Dr George Crossley (University of Tennessee College of Medicine, Nashville) presented results of the 1997-patient CONNECT trial during today's late-breaking clinical-trials sessions here at the American College of Cardiology 2010 Scientific Sessions.

"This is the first trial to show that remote follow-up actually creates outcome measures that we can put our arms around and shows we can improve care," he said during a press conference after presenting the data.

The study measured the time from an adverse event--including arrhythmias and device malfunctions--until a clinician made a decision about the problem in 1997 patients at 136 sites. The patients were implanted with Medtronic implantable cardioverter defibrillators (ICDs) equipped with the Conexus telemetry system that can send regular reports and immediate alerts of potential problems to the patient's doctor through Medtronic's CareLink network.

The 1014 patients in the remote-monitoring group visited their doctor one month after their device was implanted and again after 15 months, but in between, they were followed by their doctor only through CareLink. The 983 patients in the control group were not connected to CareLink and had regular doctor's office visits about every three months for 15 months.

The median time from an adverse event to a doctor's decision on how to handle it was significantly shorter in the remote-monitoring group. The average event-to-decision time was 29.5 days in the standard-care group and 10.5 days in the remote-monitoring group. The median time from event to decision was 4.6 days in the remote-monitoring arm and 22 days in the in-office arm (p<0.0001).

The event-to-decision times were shorter for most types of clinical events tracked, although the median time to decision following two ICD shocks in the same episode was zero days in both groups, as was the median time to decision when the ICD's ventricular-fibrillation detection or therapy shut off.
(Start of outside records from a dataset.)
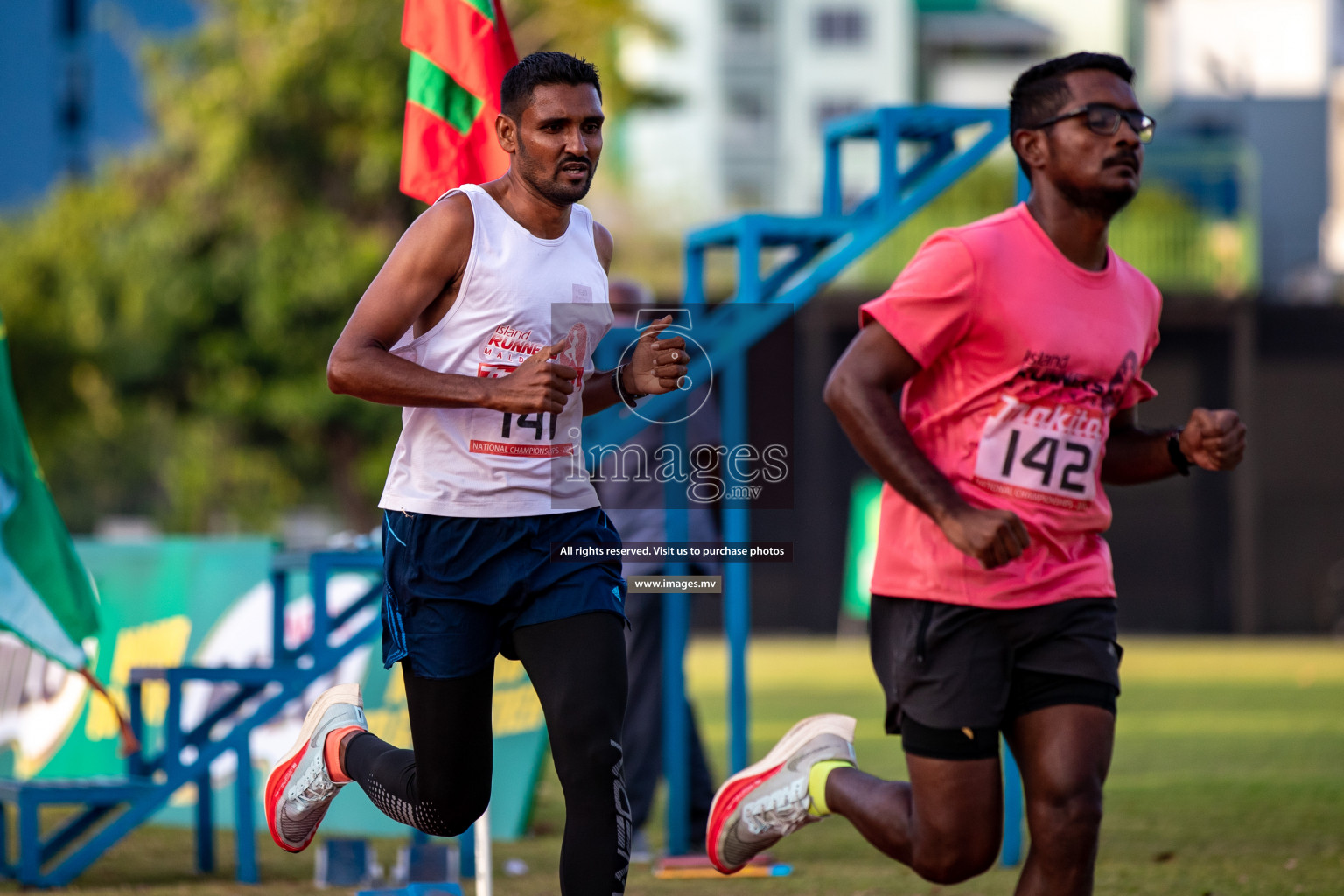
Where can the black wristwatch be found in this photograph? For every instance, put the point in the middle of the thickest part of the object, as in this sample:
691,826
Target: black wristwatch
628,398
1178,457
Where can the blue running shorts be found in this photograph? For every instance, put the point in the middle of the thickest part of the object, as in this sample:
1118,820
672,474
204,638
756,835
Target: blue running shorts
458,587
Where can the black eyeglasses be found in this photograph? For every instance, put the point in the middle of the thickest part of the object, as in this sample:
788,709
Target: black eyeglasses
1105,120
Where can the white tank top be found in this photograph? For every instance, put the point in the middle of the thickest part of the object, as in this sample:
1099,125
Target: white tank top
519,294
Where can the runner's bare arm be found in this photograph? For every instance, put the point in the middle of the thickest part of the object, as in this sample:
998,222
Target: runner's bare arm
652,368
416,288
1210,439
859,393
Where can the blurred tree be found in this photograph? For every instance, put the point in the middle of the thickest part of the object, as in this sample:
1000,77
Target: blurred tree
171,318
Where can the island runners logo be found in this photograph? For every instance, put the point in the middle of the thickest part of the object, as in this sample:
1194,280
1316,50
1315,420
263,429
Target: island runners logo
511,346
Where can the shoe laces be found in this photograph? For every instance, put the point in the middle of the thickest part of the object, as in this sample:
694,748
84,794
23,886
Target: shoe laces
315,786
785,813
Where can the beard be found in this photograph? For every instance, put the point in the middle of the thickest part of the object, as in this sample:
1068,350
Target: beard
1097,200
547,183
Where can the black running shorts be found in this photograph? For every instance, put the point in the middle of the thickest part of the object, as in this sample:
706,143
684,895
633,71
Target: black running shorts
952,668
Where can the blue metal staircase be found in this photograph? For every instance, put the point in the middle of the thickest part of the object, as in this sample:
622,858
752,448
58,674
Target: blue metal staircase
781,263
108,808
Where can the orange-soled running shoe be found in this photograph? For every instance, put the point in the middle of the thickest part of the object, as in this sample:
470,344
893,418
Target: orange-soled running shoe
300,788
756,808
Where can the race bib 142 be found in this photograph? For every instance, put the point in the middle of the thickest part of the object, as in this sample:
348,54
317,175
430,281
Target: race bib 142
1045,453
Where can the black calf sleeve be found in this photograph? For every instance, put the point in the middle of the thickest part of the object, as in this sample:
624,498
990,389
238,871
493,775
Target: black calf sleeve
444,785
578,669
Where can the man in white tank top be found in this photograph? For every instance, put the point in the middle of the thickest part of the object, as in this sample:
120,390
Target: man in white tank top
481,326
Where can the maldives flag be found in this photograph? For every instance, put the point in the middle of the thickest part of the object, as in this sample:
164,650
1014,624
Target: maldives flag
460,52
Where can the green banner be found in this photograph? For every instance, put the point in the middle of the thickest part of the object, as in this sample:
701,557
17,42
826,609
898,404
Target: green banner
207,602
45,595
860,546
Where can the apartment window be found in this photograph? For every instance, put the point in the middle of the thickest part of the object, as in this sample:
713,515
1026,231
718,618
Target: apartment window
747,107
831,109
840,25
746,17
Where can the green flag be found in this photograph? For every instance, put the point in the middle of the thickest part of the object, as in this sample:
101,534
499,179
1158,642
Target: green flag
46,597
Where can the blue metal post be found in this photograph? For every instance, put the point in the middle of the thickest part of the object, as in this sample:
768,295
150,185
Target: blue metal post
676,625
1013,810
737,577
695,276
30,840
278,592
205,823
245,830
1013,801
466,852
318,571
832,191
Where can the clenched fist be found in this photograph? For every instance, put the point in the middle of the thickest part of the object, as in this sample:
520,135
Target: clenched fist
656,364
990,536
538,384
1214,439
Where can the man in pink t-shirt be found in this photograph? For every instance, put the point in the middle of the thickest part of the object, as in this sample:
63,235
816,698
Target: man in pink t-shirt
1016,346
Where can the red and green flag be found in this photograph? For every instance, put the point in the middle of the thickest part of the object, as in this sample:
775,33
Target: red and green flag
460,52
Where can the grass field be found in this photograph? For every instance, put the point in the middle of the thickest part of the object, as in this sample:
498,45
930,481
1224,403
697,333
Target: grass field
1228,780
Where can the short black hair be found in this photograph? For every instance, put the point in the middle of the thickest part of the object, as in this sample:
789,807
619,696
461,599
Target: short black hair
539,69
1042,92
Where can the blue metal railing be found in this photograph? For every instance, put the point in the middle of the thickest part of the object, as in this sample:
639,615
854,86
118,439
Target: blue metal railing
113,808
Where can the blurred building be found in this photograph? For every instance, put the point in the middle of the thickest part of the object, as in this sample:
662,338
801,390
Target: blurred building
1256,73
756,80
69,89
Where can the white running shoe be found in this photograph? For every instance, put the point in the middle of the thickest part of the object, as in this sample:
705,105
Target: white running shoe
756,808
300,788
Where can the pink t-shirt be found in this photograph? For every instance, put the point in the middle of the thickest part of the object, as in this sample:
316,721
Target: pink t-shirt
1026,358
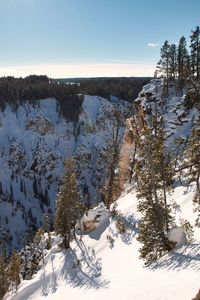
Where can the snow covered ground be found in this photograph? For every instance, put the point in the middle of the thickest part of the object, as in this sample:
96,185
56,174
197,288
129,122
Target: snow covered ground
98,267
35,140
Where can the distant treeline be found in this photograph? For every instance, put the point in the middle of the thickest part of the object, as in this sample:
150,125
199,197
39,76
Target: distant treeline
69,93
16,91
126,88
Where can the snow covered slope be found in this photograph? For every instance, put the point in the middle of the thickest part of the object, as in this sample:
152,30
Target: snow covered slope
98,267
34,143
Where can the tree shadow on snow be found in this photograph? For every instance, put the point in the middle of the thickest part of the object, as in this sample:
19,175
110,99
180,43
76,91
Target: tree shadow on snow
187,257
96,234
49,283
131,230
84,271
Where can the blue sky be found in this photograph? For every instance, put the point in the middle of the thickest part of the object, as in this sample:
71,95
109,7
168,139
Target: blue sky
72,38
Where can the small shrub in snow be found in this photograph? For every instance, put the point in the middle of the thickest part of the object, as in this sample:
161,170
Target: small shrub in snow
197,296
89,226
110,240
114,209
121,225
177,237
188,228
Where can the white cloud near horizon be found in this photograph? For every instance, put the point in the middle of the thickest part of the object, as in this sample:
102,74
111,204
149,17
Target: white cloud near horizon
153,44
81,70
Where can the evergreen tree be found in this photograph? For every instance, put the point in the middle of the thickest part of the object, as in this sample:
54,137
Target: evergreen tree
164,62
192,155
195,52
153,173
4,282
69,205
172,62
183,63
111,188
46,227
14,269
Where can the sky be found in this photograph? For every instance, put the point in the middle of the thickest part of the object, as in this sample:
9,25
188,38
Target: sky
90,38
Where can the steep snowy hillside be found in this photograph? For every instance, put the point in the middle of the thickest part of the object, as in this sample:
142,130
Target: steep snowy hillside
104,264
34,143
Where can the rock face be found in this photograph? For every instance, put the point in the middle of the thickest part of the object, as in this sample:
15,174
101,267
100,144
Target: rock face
178,121
34,143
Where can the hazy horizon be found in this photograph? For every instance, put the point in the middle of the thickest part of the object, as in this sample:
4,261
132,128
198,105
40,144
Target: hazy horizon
88,38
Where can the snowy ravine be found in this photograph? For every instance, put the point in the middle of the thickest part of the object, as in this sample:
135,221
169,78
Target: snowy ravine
94,268
34,143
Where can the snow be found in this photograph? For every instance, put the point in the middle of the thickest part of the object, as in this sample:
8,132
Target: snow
95,269
177,235
38,133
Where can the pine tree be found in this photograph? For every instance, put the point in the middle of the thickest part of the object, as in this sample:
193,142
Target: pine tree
183,62
111,188
14,269
153,173
163,64
195,52
69,205
172,62
46,227
4,282
192,155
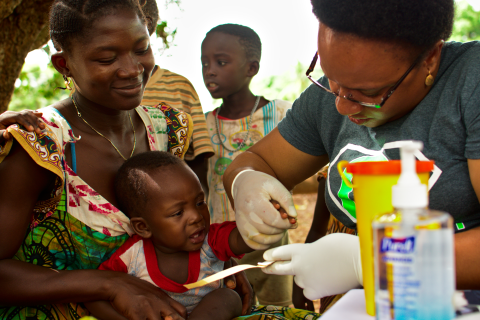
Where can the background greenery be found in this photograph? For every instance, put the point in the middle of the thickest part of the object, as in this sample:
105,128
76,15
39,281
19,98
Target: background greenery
36,87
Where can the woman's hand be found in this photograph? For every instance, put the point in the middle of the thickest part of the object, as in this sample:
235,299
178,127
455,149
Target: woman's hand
27,118
137,299
323,268
258,220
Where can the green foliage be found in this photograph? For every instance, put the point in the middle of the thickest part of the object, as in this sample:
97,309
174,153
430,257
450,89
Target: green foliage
288,85
36,88
467,23
163,32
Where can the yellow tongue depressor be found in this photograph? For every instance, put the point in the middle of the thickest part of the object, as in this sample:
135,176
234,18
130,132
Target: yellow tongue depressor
226,273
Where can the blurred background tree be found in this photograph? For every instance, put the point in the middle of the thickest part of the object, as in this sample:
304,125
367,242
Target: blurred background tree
31,86
467,23
35,86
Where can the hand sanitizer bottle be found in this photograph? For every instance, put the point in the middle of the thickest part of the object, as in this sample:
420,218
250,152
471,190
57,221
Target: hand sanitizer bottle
414,253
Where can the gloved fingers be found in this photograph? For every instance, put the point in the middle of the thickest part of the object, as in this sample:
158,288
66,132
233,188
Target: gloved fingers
280,268
283,253
276,191
268,238
312,294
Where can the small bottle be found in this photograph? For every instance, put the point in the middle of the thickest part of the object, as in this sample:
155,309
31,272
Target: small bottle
414,252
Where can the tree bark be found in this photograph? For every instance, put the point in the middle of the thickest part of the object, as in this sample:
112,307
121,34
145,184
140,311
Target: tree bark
23,27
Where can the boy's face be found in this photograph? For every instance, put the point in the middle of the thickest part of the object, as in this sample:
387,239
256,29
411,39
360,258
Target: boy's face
177,214
225,67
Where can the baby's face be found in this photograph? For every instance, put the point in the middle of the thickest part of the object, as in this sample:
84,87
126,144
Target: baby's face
177,213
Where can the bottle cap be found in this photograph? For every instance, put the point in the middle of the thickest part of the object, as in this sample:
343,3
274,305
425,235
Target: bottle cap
409,192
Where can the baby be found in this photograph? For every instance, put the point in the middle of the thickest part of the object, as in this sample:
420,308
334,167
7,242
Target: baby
174,243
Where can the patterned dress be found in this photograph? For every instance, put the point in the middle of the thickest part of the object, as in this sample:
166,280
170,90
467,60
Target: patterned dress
77,228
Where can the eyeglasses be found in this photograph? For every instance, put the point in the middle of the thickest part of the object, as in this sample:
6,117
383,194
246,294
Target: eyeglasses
365,104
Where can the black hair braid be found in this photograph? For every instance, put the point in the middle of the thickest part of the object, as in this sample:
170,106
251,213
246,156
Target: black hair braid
249,39
130,184
418,23
71,18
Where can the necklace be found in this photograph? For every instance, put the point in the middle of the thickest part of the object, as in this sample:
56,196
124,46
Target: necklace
247,134
131,122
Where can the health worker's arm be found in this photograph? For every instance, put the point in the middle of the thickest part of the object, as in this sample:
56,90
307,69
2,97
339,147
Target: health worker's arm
275,168
467,255
275,156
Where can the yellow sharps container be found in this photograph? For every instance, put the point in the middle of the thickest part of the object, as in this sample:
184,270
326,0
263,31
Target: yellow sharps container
372,191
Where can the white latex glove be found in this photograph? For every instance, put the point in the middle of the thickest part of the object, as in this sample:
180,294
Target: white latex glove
328,266
259,223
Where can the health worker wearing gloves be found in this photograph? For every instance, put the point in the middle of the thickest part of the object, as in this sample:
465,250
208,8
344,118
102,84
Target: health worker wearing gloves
389,76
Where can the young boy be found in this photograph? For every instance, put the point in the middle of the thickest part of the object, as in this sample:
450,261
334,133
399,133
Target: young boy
230,59
174,243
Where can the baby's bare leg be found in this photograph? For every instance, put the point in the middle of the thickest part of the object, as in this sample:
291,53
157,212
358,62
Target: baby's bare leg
220,304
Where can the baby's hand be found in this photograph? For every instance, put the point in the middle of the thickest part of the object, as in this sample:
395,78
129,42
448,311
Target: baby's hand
282,211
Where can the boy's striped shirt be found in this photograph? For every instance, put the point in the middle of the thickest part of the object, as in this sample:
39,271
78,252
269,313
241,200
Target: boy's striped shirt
178,92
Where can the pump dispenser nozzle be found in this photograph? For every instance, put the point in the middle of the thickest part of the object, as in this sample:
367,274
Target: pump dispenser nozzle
409,192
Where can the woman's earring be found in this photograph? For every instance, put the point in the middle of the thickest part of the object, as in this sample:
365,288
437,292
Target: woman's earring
67,82
429,79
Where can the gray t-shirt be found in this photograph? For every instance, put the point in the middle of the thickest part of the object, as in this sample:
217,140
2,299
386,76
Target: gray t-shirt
447,120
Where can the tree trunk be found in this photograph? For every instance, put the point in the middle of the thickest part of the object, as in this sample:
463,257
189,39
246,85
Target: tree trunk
23,27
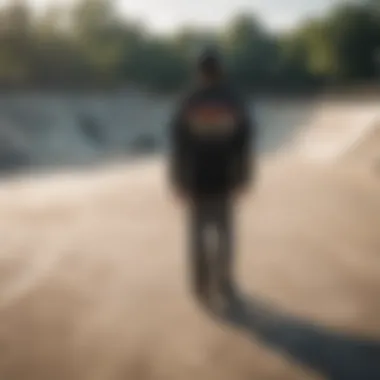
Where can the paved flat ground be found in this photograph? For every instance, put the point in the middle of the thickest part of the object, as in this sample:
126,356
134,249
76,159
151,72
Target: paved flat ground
93,278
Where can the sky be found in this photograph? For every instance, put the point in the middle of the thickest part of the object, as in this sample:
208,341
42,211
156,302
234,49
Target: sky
168,15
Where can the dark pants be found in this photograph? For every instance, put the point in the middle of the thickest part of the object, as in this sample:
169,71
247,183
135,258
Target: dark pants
211,245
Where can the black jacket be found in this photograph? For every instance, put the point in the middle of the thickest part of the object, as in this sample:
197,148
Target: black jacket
212,141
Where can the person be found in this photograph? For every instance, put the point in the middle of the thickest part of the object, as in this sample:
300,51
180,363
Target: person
211,139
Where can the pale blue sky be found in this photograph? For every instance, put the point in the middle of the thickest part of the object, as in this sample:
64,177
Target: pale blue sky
166,15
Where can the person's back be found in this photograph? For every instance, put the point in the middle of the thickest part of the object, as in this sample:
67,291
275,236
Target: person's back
211,139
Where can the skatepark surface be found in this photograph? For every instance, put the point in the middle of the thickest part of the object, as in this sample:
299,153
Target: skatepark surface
94,286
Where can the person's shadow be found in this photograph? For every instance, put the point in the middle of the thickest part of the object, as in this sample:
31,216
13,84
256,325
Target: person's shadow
336,356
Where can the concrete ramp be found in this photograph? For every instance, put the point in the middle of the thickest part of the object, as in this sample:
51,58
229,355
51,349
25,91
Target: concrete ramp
94,281
336,128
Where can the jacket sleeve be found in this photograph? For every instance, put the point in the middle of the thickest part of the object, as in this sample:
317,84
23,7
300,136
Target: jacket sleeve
179,147
245,147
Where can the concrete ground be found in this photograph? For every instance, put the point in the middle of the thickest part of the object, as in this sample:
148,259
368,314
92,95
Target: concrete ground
93,279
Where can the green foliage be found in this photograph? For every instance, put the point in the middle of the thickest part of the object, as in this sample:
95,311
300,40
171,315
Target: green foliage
91,45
Number of Adverse Events and Time From Event to Clinical Decision

Device event Events (patients), remote group Events (patients), in-office group Median days between event and clinical decision, remote group Median days between event and clinical decision, in-office group
AT/AF burden >12 h 437 (107) 280 (105) 3 24
Ventricle rate >120 bpm during >6 h of AT/AF 41 (26) 47 (37) 4 23
Lead impedances out of range 26 (18) 12 (6) 0 17

Median time to decision following two shocks in the same episode was zero days in both groups; Median time to decision following VF-detection/therapy shutoff was zero in both groups, AT=atrial tachyarrhythmia; AF=atrial fibrillation; VF=ventricular fibrillation

Patients in the remote-monitoring arm had slightly more unscheduled visits to their doctor, 2.24 vs 1.94, but because they had only two scheduled visits, patients in the remote-monitoring group had fewer than four office visits total, on average, during the 15-month follow-up, while the in-office group patients saw their doctor more than six times, on average.

The remotely monitored patients were slightly more likely to visit the hospital, but this difference was statistically insignificant. Remotely monitored patients who were hospitalized had a shorter average length of hospital stay, 3.3 days vs four days, a statistically significant 18% reduction saving of about $1659 per hospitalization per patient and over a million dollars for the entire study.

Crossley said that the reduction in hospitalization was most likely due to the ability of remote monitoring to catch atrial fibrillation, especially people with atrial fibrillation with rapid ventricular response, earlier in the progression of the disease. "The magnitude of the saving over the course of the study was not huge, but for those patients who were hospitalized, it was significant." Previous studies have shown that remote monitoring saves money by reducing doctor's office visits.

Crossley said that the delay to hospitalization for new-onset atrial fibrillation, even in the remote-monitoring group, was his "big disappointment in the study."

Commenting on the delays to decision for atrial-fibrillation patients, Dr John Miller (Indiana University School of Medicine, Indianapolis) pointed out that some of the other device alerts triggered much more rapid responses and suggested that the often-slow response to the onset of atrial fibrillation "is our problem in taking a more laissez-faire attitude to those patients." Crossley said, "That four-day period from the onset of afib to deciding what to do about afib is a problem and gives us a real opportunity for using best practices to move that to where it ought to be."

The CONNECT trial is sponsored by Medtronic. Crossley disclosed that he has significant research and consulting arrangements with Medtronic and a research agreement with St Jude and that he is a speaker for Medtronic and Boston Scientific.